Mar del Plata transita uno de los momentos más intensos de la temporada de verano 2026, pero la efervescencia turística no logra ocultar una creciente tensión política en el Palacio Municipal. El foco de la controversia se sitúa en la Unidad Turística Fiscal (UTF) Punta Cantera II, donde el avance de un proyecto de alojamiento a escasos metros del mar ha motivado un pedido de informes integral por parte del Honorable Concejo Deliberante. Con la renovación de sus integrantes apenas concretada en diciembre, el cuerpo legislativo enfrenta ahora el desafío de auditar una concesión que combina una inversión millonaria con sensibles interrogantes sobre el uso del espacio público y la preservación del litoral.

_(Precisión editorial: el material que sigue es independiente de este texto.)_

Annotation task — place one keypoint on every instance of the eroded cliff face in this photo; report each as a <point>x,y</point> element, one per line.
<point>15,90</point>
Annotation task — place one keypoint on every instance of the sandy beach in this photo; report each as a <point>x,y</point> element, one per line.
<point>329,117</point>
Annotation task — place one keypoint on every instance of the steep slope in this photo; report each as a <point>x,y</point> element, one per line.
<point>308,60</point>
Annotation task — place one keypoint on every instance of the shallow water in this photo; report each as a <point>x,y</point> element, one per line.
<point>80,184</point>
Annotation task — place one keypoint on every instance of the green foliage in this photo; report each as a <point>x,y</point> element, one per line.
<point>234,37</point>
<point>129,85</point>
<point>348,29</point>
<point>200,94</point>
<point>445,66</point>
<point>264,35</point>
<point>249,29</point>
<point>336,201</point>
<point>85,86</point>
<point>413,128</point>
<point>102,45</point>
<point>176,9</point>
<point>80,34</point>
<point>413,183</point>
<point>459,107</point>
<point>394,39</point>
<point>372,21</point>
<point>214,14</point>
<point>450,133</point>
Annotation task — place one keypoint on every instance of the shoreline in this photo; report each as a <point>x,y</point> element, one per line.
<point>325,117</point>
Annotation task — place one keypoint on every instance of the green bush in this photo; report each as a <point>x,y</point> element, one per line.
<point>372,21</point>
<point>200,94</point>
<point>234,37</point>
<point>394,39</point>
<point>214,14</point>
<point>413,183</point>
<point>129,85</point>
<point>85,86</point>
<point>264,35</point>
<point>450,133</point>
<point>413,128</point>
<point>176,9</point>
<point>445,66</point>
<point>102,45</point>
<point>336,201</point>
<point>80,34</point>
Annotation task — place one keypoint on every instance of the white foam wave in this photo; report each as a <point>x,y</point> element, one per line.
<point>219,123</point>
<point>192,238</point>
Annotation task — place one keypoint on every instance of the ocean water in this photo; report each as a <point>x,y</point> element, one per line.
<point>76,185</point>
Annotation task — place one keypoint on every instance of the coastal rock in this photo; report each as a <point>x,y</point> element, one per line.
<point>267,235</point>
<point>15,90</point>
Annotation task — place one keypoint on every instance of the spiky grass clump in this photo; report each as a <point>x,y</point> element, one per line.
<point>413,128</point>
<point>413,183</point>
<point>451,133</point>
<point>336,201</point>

El proyecto en cuestión, adjudicado a la firma Eve Inversiones y Proyectos S.A. mediante un decreto del año 2017, contempla la construcción de doce cabañas modulares industrializadas y diez habitaciones tipo hoteleras. Si bien el plan de obras estipula un monto de 675 millones de pesos con una finalización prevista para noviembre del corriente año, las estructuras ya erigidas en la zona de Punta Mogotes han puesto bajo la lupa el cumplimiento de las normativas ambientales y edilicias vigentes. La discusión central que hoy ocupa a los concejales radica en si estas construcciones, situadas en el ejido urbano pero con contacto directo con la ribera, cuentan con las autorizaciones pertinentes de organismos clave como la Autoridad del Agua (ADA) de la Provincia de Buenos Aires.
La normativa provincial es taxativa al respecto: toda obra que pueda afectar las condiciones de las riberas requiere de la intervención previa de la ADA para garantizar el cumplimiento del Código de Aguas. Asimismo, existe una preocupación técnica sobre el respeto a la ordenanza 8.434/91, la cual establece un retiro mínimo de 100 metros desde la línea de ribera donde está estrictamente prohibido realizar edificaciones fijas. El Concejo Deliberante busca determinar si el complejo de cabañas respeta este límite o si, por el contrario, vulnera la faja de protección costera. Esta inquietud se extiende también a la provisión de servicios básicos, solicitando precisiones sobre las autorizaciones de Obras Sanitarias (OSSE) para el suministro de agua potable y, fundamentalmente, para el tratamiento de efluentes cloacales en una zona de alta vulnerabilidad ambiental.
Más allá de los aspectos técnicos, el debate adquiere un matiz político profundo respecto al modelo de gestión de las playas. Los pliegos de licitación, específicamente la Ordenanza 21.472, obligan a los concesionarios a presentar esquemas detallados de distribución de espacios, donde la delimitación de zonas aranceladas no debe implicar la segregación mediante límites duros o muretes, priorizando la continuidad paisajística. El cuerpo legislativo ha solicitado al Departamento Ejecutivo que detalle si la propuesta aprobada cumple con estas premisas de integración y si se ha realizado la correspondiente Evaluación de Impacto Ambiental, tal como lo exige la Ley Provincial 11.723, antes de avanzar con obras que podrían alterar definitivamente el perfil de la costa marplatense.
Este expediente marca el pulso de la nueva agenda legislativa de 2026, poniendo a prueba la capacidad de control del Concejo sobre las excepciones otorgadas y la transparencia en la administración de las unidades turísticas fiscales. Mientras los turistas disfrutan de las playas del sur, la política local debate si el desarrollo económico del sector puede convivir con el respeto irrestricto a las normas de planeamiento y calidad ambiental, en un escenario donde la devolución de los espacios afectados a su situación de origen es una de las sanciones previstas en caso de incumplimiento.